"The bell will ring in ten minutes. Come, child!"

"Stay where you are, Hagar. When the bell rings, she shall come."

The elder Mrs. Ashendyne's voice deepened. "It is hard for me to see the mind of my son's child perverted, filled with all manner of foolish queries and rebellions."

"Your son's child," answered Maria from among her pillows, "happens to be also my child. His family has just had her for a solid week. Now, pray let me have her for an hour." Her eyes, dark and large in her thin, young face, narrowed until the lashes met. "I am perfectly aware of how deplorable is the whole situation. If I were wiser and stronger and more heroic, I suppose I should break through it. I suppose I should go away with Hagar. I suppose I should learn to work. I suppose I should somehow keep us both. I suppose I might live again. I suppose I might ... even ... get a divorce—"

Her mother-in-law towered. "The Bishop shall talk to you the first thing in the morning—"


CHAPTER III
THE DESCENT OF MAN

A pool of June sunlight lay on the library floor. It made a veritable Pool of Siloam, with all around a brown, bank-like duskiness. The room was by no means book-lined, but there were four tall mahogany cases, one against each wall, well filled for the most part with mellow calf. Flanking each case hung Ashendyne portraits, in oval, very old gilt frames. Beneath three of these were fixed silhouettes of Revolutionary Ashendynes; beneath the others, war photographs, cartes de visite, a dozen in one frame. There was a mahogany escritoire and mahogany chairs and a mahogany table, and, before the fireplace, a fire-screen done in cross-stitch by a colonial Ashendyne. The curtains were down for the summer, and the dark, polished floor was bare. The room was large, and there presided a pleasant sense of unencumbered space and coolness.
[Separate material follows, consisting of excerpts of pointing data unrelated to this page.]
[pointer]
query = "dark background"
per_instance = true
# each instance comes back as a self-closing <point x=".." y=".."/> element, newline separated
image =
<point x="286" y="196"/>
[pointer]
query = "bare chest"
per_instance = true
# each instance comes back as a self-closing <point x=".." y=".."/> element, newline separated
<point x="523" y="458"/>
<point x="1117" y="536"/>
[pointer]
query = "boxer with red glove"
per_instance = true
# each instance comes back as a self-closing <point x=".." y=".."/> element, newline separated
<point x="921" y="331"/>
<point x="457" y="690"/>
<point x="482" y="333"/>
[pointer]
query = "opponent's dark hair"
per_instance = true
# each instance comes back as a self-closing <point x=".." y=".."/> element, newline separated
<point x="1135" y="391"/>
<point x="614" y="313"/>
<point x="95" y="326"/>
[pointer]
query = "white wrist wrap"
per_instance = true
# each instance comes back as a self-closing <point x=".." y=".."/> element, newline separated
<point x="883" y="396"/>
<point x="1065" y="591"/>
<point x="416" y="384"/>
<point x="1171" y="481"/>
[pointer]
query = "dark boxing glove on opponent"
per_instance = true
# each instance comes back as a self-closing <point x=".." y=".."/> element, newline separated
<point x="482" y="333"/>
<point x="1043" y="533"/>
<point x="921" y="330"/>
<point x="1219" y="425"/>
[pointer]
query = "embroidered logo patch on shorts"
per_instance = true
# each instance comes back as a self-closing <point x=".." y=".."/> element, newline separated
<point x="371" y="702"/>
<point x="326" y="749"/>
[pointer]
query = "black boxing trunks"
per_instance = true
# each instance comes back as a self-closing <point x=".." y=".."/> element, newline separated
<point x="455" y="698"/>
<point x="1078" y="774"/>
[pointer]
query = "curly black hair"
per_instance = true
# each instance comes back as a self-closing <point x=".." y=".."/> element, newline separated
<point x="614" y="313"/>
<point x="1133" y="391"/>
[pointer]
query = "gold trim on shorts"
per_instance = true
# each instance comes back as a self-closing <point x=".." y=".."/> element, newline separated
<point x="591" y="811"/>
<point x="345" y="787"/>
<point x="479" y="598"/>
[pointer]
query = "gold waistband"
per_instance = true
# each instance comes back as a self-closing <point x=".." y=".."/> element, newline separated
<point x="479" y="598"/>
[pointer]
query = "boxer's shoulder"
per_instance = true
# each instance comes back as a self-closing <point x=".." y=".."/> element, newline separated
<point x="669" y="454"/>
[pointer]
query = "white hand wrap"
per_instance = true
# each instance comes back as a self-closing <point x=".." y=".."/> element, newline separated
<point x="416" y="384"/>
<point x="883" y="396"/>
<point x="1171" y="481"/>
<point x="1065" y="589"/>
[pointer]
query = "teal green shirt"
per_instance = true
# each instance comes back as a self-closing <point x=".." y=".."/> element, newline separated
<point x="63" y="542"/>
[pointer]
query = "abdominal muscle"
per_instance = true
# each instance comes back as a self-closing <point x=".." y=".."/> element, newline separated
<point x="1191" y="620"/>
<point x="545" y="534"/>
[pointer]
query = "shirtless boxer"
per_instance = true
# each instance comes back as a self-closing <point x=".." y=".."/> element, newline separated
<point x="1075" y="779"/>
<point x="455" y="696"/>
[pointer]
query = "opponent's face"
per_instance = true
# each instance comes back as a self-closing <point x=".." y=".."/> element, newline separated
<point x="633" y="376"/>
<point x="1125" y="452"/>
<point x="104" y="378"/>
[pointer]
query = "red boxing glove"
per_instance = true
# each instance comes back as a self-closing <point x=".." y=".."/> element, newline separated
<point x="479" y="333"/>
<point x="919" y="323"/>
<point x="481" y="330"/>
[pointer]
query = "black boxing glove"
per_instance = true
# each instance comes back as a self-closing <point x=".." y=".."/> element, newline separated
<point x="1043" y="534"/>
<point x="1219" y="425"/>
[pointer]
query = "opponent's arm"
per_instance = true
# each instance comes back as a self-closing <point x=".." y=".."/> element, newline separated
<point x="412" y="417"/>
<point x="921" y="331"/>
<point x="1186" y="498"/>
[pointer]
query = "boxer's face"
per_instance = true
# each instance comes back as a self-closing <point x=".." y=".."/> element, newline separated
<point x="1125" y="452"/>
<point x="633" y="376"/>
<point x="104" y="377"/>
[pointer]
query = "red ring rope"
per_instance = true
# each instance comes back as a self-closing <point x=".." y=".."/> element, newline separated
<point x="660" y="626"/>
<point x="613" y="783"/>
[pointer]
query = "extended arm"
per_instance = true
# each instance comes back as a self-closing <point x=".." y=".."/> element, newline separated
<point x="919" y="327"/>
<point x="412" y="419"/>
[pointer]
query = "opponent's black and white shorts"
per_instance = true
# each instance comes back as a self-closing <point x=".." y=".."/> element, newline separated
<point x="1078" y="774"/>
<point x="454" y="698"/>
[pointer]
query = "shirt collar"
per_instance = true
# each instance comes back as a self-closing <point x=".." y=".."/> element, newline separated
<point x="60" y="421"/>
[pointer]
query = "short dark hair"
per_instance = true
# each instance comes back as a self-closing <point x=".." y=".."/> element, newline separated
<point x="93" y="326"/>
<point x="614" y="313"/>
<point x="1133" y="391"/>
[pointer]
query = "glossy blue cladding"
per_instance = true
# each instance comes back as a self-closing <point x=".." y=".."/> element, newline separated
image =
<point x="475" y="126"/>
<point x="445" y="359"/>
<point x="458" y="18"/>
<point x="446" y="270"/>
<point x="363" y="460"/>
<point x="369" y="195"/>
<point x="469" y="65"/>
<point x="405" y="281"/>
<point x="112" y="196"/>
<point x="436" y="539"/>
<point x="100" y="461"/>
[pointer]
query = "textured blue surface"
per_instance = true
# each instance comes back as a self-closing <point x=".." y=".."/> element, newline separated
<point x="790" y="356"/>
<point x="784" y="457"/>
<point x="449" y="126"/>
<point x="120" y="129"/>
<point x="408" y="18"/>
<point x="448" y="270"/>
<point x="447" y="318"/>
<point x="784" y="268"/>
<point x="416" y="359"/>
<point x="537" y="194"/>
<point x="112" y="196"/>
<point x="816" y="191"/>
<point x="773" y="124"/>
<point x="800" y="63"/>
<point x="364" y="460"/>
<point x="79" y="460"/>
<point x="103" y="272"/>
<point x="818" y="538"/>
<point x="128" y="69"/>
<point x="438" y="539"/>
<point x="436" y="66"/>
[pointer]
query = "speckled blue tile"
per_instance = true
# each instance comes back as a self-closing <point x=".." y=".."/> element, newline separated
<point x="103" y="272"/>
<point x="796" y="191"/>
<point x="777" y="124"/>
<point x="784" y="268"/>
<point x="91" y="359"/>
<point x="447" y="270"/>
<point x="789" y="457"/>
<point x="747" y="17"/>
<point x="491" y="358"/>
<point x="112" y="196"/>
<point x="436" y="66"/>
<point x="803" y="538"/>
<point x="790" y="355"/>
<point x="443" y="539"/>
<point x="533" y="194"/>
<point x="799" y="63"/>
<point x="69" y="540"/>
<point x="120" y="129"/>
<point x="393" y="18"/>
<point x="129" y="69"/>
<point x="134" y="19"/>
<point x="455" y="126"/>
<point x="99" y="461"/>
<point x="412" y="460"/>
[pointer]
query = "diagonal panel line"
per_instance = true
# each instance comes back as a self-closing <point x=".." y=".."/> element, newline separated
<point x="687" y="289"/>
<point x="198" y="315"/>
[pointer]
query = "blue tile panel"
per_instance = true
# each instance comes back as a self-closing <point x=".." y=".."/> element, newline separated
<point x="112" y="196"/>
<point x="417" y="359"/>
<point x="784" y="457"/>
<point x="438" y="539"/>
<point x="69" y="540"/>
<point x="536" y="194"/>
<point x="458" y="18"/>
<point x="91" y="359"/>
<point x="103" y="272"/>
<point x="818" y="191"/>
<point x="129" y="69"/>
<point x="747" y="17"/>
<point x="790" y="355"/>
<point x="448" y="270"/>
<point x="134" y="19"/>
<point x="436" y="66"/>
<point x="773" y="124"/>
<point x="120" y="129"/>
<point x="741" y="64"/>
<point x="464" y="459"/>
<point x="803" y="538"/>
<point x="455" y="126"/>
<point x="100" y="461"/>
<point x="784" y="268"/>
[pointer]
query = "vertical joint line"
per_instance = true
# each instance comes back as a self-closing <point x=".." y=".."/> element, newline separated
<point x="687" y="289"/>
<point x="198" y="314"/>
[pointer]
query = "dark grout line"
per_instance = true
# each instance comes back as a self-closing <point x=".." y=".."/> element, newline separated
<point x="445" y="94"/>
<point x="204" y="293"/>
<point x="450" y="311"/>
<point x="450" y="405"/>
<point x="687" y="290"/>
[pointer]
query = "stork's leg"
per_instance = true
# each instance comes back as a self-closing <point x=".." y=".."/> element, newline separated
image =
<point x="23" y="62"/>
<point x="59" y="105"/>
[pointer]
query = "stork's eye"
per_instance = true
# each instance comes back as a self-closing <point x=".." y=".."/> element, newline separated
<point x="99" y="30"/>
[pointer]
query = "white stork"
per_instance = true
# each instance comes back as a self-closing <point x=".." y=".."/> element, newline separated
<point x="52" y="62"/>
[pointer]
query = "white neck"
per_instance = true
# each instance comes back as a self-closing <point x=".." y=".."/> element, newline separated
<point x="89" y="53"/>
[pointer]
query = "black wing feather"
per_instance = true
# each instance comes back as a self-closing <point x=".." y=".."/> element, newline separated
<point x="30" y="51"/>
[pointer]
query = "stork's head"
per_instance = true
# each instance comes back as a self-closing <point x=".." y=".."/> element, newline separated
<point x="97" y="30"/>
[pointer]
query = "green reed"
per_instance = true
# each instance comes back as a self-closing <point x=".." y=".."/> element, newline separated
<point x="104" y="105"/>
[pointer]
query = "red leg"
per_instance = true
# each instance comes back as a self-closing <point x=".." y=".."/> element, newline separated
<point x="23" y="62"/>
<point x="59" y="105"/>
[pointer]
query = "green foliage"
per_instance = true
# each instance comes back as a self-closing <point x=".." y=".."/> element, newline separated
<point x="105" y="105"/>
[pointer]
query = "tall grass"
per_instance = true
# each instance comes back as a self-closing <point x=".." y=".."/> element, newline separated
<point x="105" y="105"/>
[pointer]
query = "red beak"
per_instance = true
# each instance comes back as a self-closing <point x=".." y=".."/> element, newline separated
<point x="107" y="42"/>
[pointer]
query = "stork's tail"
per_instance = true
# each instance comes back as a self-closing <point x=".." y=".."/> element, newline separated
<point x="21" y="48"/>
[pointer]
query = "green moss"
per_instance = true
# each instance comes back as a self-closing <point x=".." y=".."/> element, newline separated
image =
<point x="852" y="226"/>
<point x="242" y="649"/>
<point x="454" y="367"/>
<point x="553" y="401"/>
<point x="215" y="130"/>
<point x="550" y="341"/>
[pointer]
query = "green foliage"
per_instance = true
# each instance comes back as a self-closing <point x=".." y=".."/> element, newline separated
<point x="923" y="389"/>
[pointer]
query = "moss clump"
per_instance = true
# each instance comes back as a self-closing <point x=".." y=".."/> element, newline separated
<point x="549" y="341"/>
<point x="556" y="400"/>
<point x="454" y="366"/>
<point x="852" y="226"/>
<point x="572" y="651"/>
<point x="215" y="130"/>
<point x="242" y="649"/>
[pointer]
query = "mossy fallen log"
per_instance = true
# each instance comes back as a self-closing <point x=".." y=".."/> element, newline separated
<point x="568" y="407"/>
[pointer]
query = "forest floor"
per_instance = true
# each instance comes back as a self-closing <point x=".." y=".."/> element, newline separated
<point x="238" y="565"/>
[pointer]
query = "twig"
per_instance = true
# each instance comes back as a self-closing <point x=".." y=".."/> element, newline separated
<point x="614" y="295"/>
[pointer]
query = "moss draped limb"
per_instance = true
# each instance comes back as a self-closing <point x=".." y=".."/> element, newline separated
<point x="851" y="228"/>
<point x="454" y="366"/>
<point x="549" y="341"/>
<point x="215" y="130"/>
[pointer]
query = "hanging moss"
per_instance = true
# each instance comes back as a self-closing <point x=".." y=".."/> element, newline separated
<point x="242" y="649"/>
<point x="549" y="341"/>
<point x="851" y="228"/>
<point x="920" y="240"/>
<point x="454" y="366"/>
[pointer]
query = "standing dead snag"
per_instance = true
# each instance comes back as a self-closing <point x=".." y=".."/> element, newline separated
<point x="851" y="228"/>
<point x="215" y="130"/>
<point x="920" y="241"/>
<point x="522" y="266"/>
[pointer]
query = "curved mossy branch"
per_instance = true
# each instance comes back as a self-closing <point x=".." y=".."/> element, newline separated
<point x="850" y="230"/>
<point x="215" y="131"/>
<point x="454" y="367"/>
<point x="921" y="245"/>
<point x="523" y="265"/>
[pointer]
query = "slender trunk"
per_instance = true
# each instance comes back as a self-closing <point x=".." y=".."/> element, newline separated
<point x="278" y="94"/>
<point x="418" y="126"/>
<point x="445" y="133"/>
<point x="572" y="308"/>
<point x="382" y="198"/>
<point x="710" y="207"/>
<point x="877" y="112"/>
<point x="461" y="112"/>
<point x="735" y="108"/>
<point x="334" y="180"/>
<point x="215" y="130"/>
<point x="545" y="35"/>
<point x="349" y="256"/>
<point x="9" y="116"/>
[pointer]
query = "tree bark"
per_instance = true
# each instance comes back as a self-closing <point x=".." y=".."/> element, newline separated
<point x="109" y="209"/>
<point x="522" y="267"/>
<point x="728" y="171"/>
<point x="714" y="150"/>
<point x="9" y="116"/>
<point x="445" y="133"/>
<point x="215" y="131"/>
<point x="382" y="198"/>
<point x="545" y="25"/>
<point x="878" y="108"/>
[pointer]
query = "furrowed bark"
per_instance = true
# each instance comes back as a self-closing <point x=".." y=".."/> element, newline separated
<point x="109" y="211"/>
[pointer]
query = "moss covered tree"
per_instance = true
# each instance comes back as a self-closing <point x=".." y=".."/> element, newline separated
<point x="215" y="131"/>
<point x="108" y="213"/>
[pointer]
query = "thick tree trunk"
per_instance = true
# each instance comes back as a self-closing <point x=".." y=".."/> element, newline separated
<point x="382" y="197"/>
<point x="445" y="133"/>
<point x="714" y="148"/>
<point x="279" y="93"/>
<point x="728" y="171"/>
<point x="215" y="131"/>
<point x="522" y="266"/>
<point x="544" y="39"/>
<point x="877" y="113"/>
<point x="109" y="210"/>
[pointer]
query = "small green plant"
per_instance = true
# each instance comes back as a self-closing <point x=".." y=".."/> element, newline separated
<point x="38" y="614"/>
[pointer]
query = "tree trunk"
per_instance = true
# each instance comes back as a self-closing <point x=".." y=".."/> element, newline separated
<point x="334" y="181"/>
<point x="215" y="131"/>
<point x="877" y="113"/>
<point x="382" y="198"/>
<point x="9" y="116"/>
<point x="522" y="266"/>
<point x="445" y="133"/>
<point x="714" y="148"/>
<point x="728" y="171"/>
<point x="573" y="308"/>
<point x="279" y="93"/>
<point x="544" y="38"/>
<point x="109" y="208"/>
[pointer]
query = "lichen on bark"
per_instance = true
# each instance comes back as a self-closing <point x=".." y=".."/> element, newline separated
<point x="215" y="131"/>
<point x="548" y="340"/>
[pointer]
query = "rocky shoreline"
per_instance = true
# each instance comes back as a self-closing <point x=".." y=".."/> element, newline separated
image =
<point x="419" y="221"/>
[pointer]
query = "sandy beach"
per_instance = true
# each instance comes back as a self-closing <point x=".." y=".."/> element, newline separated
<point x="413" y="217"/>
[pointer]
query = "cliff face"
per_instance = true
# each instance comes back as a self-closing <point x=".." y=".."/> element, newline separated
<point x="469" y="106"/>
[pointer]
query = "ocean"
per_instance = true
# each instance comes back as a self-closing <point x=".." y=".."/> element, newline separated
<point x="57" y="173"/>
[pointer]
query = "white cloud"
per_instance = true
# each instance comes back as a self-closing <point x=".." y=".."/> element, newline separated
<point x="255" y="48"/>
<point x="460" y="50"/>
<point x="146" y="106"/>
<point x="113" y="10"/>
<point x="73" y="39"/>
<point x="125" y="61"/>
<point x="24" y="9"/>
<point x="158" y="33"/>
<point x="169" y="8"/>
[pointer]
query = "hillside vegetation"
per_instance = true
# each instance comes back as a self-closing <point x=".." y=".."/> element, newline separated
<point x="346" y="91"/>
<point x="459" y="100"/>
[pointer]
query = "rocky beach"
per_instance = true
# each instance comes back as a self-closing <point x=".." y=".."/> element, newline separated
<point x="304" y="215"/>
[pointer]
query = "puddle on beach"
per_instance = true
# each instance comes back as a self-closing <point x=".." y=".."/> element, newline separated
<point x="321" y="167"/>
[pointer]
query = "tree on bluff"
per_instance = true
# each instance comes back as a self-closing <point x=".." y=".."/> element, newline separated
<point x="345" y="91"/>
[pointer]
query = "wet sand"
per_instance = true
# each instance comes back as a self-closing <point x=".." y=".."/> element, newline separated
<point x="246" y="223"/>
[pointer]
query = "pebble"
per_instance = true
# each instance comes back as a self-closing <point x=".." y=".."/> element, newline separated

In the parlour, across the hall, Miss Serena had been allowed full power. Here there was a crocheted macramé lambrequin across the mantel-shelf, and a plush table-scarf worked with chenille, and fine thread tidies for the chairs, and a green-and-white worsted "water-lily" mat for the lamp, and embroidery on the piano cover. Here were pelargoniums and azaleas painted on porcelain placques, and a painted screen—gladioli and calla lilies,—and autumn leaves mounted on the top of a small table, and a gilded milking stool, and gilded cat-tails in decalcomania jars. But the Colonel had barred off the library. "Embroider petticoat-world to the top of your bent—but don't embroider books!"